STS-51F Fact Sheet
By Cliff Lethbridge
STS-51F — Challenger
19th Space Shuttle Mission
8th Flight of Challenger
C. Gordon Fullerton, Commander
Roy D. Bridges, Jr., Pilot
F. Story Musgrave, Mission Specialist
Karl G. Henize, Mission Specialist
Anthony W. England, Mission Specialist
Loren W. Acton, Payload Specialist
John-David F. Bartoe, Payload Specialist
Tow to Orbiter Processing Facility – May 12, 1985
Rollover to Vehicle Assembly Building – June 24, 1985
Rollout to Launch Pad 39A – June 29, 1985
July 29, 1985 – 5:00:00 p.m. EDT. Launch attempt on July 12, 1985 resulted in a main engine cutoff at T-3 seconds due to a malfunctioning coolant valve in Main Engine Number Two. July 29 launch was delayed 1 hour, 37 minutes due to a problem with the table maintenance block update uplink.
At 5 minutes, 45 seconds into the ascent, Challenger’s Number One Main Engine shut down prematurely. In the first in-flight abort of the Shuttle program, Challenger was able to abort to orbit and reach an acceptable mission orbit by spending additional orbital maneuvering system fuel.
August 6, 1985 – 12:45:26 p.m. PDT at Runway 23, Edwards Air Force Base, California. Rollout distance was 8,569 feet. Rollout time was 55 seconds. Mission duration was 7 days, 22 hours, 45 minutes, 26 seconds. Landing occurred during the 127th orbit.

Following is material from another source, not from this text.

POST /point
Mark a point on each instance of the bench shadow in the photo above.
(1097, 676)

The mission’s primary payload was Spacelab-2. Despite the abort to orbit, which required some mission replanning, the overall mission was deemed a success. The main mission objective was to verify performance of Spacelab systems and determine interface capability with the Shuttle. Spacelab-2 experiments were conducted in life sciences, plasma physics, atmospheric physics and technology research.